Heres my funny map traces

post-49401-14100717506173_thumb.jpgpost-49401-14100717655576_thumb.jpgpost-49401-14100717820722_thumb.jpg

The first two pics are a normal 30sec low rpm below 2500 drive in 1st n 2nd then a power pull in third revving out to 6.7-7k rpms.

Third pic is a pull in 1st, 2nd and 3rd

Edited by rondofj

I've read most of the content in this thread. Interestingly I am having somewhat similar issues with my car. It will get a little sloppy between gears until boost ramps up. Idle can also be retarded when the car is warm. My car is an R33, some similar parts but the one that has hit me the most so far is the f**king Gates timing belt.

I use one. Its a piece of shit. When I first installed it, it was noisy. I had to pull everything apart and tweak it. It still makes noise. I took it to a shop and they said this is why you do not use a gates belt. f**king piece of horse shit, I should have just went with the Nissan.

None the less my car is going to Unigroup this Thursday to rectify a misfire. I also need to eliminate the slop I've created in my tune by pulling timing to eliminate a ping.

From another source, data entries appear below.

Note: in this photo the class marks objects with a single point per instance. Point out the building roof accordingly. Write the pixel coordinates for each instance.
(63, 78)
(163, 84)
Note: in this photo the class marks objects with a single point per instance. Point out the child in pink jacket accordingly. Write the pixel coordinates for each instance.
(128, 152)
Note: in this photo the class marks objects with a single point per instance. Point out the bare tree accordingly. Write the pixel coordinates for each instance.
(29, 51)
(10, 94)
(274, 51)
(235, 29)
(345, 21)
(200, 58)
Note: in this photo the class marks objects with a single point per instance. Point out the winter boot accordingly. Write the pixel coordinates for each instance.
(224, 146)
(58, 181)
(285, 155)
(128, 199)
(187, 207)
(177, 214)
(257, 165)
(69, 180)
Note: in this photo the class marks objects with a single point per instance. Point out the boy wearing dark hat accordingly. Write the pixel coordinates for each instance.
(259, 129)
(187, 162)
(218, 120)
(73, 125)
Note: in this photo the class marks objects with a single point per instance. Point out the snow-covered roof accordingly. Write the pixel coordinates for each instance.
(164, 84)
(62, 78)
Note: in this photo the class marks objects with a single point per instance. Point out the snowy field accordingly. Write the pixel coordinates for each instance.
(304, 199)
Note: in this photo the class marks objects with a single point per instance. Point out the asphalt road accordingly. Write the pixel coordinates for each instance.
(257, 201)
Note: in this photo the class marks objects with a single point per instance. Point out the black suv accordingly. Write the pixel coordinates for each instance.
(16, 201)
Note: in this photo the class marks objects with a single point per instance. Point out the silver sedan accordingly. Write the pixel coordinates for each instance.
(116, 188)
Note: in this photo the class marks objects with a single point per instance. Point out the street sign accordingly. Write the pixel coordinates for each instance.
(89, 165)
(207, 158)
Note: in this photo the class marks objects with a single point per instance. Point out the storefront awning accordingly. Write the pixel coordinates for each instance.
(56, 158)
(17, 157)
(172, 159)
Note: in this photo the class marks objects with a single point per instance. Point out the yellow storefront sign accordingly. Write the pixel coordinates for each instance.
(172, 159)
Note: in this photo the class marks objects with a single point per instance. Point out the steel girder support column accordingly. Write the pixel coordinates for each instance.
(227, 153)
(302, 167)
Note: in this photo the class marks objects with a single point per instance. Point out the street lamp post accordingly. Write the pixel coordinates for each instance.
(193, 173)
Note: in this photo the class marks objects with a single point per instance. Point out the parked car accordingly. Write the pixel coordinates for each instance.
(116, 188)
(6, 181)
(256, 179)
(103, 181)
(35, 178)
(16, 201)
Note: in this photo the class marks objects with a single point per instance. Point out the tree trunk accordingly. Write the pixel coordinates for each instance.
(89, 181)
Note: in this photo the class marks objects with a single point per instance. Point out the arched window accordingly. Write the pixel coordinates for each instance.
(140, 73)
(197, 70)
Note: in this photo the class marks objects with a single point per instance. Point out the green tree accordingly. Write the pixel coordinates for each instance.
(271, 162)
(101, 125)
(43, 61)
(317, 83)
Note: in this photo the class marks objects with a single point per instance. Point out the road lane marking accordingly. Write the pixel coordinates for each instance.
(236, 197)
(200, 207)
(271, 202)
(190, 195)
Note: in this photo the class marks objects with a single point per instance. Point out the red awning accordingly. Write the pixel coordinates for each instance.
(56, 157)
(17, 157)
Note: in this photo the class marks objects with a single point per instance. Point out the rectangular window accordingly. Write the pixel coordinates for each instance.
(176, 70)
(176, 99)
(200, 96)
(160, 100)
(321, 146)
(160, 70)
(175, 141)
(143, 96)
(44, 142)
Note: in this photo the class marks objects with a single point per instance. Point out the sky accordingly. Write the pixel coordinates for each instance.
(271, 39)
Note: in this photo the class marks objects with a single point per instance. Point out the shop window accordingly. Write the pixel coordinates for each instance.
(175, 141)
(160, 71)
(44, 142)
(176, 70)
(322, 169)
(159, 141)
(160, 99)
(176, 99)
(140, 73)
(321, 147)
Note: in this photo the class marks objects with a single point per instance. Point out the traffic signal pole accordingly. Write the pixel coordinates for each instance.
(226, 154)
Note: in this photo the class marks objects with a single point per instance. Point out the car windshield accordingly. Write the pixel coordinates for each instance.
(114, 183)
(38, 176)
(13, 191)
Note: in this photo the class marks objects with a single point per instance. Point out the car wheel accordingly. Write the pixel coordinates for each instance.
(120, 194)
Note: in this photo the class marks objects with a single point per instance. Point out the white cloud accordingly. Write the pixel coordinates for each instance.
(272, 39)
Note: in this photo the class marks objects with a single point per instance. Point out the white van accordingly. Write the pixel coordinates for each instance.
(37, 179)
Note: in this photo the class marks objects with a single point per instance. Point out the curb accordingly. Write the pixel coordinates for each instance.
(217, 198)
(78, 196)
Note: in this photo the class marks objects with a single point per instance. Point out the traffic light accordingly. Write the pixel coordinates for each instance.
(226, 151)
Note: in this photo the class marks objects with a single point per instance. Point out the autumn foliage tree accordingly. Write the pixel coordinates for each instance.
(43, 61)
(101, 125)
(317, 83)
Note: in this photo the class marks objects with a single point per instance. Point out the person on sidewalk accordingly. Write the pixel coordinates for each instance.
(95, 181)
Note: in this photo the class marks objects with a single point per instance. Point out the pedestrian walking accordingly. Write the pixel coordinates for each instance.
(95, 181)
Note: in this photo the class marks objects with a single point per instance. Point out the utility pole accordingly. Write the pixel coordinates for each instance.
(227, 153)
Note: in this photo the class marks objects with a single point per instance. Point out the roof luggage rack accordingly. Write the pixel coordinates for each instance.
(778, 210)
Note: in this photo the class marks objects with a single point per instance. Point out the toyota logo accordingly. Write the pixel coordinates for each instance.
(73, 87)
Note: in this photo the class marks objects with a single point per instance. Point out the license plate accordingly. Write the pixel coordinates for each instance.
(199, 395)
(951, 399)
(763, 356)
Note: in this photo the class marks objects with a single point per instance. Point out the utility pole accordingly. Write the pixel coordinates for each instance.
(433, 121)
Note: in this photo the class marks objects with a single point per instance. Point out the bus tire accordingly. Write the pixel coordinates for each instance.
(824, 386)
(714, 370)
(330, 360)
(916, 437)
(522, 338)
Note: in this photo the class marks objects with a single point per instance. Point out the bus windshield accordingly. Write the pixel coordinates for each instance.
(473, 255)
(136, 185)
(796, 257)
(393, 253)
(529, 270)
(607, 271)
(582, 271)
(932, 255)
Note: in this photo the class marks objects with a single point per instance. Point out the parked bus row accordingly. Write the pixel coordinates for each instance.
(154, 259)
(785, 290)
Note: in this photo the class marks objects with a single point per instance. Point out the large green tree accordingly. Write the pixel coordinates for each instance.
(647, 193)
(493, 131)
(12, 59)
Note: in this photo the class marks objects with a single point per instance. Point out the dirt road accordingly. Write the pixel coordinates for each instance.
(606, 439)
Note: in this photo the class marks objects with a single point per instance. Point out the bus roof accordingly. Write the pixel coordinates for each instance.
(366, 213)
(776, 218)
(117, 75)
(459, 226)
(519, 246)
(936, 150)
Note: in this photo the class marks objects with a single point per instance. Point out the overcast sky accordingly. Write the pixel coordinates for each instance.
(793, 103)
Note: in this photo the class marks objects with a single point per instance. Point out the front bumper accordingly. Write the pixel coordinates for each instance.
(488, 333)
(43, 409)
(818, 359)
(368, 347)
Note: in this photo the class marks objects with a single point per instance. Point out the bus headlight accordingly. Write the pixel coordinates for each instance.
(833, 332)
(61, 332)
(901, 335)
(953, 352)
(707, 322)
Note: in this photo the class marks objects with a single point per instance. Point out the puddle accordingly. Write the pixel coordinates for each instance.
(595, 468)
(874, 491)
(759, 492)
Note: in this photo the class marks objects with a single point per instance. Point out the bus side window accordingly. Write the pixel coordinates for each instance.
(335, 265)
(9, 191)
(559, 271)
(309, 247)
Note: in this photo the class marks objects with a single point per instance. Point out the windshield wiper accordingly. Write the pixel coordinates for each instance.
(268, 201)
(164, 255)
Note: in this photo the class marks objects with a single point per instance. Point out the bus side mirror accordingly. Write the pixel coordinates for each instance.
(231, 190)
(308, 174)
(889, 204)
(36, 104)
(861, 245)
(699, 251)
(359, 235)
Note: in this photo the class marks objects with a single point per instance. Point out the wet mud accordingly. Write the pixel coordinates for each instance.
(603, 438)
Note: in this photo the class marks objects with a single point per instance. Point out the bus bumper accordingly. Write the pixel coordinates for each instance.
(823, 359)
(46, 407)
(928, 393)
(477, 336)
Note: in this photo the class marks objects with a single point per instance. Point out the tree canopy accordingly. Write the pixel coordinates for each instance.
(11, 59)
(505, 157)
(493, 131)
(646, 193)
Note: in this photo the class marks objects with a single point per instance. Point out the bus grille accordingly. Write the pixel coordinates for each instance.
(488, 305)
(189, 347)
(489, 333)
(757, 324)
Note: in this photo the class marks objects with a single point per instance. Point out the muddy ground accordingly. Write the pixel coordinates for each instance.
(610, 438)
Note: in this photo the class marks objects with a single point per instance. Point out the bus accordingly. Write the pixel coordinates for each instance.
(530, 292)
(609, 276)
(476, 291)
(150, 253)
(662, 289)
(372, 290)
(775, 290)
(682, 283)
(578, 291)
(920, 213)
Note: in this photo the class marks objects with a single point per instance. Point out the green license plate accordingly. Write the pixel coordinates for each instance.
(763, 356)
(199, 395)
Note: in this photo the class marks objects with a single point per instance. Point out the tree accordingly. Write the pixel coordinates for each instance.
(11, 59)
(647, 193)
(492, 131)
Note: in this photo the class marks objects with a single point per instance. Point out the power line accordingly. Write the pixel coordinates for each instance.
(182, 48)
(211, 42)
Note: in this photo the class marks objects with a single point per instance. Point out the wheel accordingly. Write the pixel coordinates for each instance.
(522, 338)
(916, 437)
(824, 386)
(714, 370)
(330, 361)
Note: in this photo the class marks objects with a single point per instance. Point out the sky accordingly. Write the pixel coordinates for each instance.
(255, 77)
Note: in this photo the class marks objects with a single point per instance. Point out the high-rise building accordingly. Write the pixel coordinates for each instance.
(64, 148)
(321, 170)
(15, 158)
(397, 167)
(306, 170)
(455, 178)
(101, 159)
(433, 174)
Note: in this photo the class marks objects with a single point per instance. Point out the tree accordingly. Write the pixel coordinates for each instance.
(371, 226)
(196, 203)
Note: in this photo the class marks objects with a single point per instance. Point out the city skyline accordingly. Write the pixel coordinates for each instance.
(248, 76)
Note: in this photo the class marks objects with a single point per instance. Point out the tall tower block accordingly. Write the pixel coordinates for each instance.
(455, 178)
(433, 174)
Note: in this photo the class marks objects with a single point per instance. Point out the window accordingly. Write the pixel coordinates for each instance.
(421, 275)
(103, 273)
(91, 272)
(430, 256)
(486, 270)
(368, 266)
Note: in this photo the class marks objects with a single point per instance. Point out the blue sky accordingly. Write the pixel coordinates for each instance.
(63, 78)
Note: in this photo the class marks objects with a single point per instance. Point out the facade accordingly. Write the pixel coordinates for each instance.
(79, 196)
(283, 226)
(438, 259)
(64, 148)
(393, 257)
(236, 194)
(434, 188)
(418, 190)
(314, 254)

Does anyone know if Unigroup are able to provide ECU's? If so I might get them to rip that f**king power fc and AFM out and give me the MAP goodness.

I love the PFC hating, I have one in my 32 and had one in my 34 and loved both of them and if they could do flex fuel it will still be in my 34, I sure I have said this before but will say it again, while near every tuner CAN TUNE a PFC very few know enough to do it properly :(

The first person that tuned my 32 didn't know and I hated it and wanted to swap it for anything else until I found Scott and after talking to him for 5 mins I let him tune it and never looked back, farkin excellent ECU, and in the 8 years it has been in my 32 it has never missed a beat

I have no issues with how the pfc works by all means both my cars run a poser fc. The issue for me was getting my tune to work with my new intake pipe correctly. I also wish they added the ability to give inputs. I would have loved to run flexfuel. The thing about newer ecus is they have higher resolution ignition and injection tables which can allow for a much more precise setup which can be felt on road while at cruise. Ive read only good things about unigroup and their ability to do the power fc but if i am able to get a new ecu to run a VE tune and leave the gates open for flexfuel then i would be a happy man.

Ron, have you actually matched the timing being displayed on the power fc in monitor mode to the timing you are setting yet? Like you are meant to. Or is 20 degrees just a random setting?